= Redha Medjellekh =

Choreographer and filmmaker

Redha Medjellekh is a choreographer and filmmaker, who has created over 40 films in the form of viral videos, documentaries, short films, and ad campaigns.

His recent entrepreneurial projects, including his company, Red is Dancing, have attracted over 120 million video views and 128 thousand followers in the past year.

== Viral video production ==
Redha founded Red is Dancing in 2015, a creative agency specializing in dance. Based in Paris and New York City Red is Dancing has a varied roster of clients, including: Alvin Ailey American Dance Theater, Red Bull Dance, Credo Beauty, Ibis Hotel, The Voice France, Universal Music, Gaumont and Target. The company has also created collaborations with renowned institutions like the Brooklyn Museum, The Wythe Hotel in Williamsburg, Brooklyn and Redha's artist residency 836M based in San Francisco.

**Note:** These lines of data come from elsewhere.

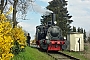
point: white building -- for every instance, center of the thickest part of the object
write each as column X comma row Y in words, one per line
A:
column 75, row 41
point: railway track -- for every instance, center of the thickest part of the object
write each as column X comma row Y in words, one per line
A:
column 61, row 56
column 58, row 55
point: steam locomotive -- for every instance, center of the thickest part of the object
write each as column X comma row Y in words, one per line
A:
column 49, row 36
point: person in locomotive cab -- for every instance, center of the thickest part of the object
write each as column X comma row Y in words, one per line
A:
column 28, row 39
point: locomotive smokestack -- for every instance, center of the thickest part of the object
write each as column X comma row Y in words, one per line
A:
column 53, row 18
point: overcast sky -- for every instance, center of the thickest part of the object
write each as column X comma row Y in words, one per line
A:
column 78, row 9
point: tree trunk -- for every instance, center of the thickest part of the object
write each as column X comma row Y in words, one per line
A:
column 14, row 13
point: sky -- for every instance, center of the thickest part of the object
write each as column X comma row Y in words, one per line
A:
column 78, row 9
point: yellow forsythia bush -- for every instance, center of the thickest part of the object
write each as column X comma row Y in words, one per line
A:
column 18, row 35
column 5, row 38
column 8, row 36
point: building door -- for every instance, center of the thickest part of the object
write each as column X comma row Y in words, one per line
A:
column 77, row 43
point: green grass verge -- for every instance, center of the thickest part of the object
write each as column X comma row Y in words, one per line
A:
column 32, row 54
column 76, row 54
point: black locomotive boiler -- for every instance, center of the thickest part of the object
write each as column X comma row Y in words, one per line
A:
column 49, row 37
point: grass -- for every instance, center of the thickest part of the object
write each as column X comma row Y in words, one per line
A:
column 31, row 54
column 76, row 54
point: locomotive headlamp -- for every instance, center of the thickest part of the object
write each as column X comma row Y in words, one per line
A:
column 46, row 37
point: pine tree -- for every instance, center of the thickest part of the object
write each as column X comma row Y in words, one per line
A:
column 62, row 17
column 74, row 29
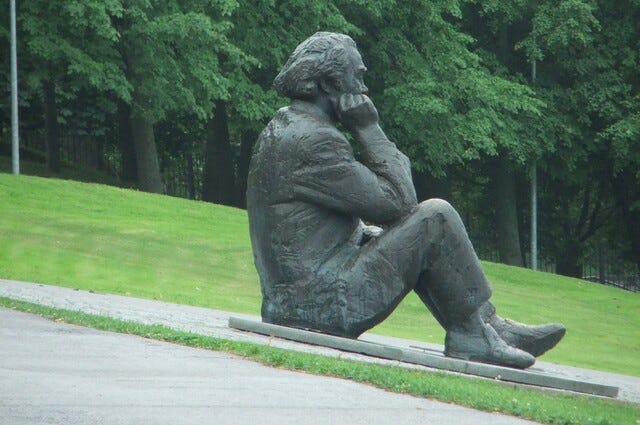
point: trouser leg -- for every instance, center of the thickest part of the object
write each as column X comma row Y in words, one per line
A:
column 429, row 252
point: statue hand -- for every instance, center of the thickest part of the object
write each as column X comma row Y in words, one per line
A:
column 356, row 111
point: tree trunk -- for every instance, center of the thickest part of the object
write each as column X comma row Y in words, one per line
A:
column 626, row 192
column 248, row 139
column 128, row 161
column 146, row 153
column 51, row 127
column 428, row 186
column 191, row 178
column 506, row 220
column 218, row 180
column 569, row 262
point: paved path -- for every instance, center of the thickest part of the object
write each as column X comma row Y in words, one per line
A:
column 55, row 373
column 214, row 323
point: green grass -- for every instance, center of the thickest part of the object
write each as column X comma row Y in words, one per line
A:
column 545, row 407
column 120, row 241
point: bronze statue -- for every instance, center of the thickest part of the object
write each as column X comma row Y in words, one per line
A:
column 320, row 266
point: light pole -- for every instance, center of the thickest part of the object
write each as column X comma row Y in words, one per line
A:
column 15, row 144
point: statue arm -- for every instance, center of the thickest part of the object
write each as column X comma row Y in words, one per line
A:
column 379, row 192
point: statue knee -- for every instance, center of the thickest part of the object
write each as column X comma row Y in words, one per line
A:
column 436, row 206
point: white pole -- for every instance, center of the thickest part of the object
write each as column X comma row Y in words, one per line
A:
column 15, row 144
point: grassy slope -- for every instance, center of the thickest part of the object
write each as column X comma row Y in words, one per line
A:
column 125, row 242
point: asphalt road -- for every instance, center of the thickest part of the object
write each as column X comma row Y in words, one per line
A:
column 55, row 373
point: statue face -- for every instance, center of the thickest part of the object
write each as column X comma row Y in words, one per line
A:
column 352, row 80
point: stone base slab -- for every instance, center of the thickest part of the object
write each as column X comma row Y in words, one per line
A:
column 431, row 359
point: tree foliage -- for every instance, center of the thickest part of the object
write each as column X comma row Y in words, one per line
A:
column 453, row 80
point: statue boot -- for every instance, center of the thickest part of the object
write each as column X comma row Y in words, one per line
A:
column 535, row 340
column 477, row 341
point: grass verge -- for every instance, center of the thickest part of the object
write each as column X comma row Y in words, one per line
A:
column 542, row 406
column 117, row 241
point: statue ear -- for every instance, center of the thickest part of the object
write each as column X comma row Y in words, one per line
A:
column 327, row 85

In 2016, Redha's video response to the Paris terror attacks "Paris is Kissing", received features and shares across platforms, and around the world. A year later, Redha's video "Am I Paris", featuring renowned dancer Skorpion, received a Vimeo Staff pick of the month.

Even when working with corporate clients, Redha's videos always strive to have strong storylines and social commentary, uplifted his mission of "Dance no Matter What".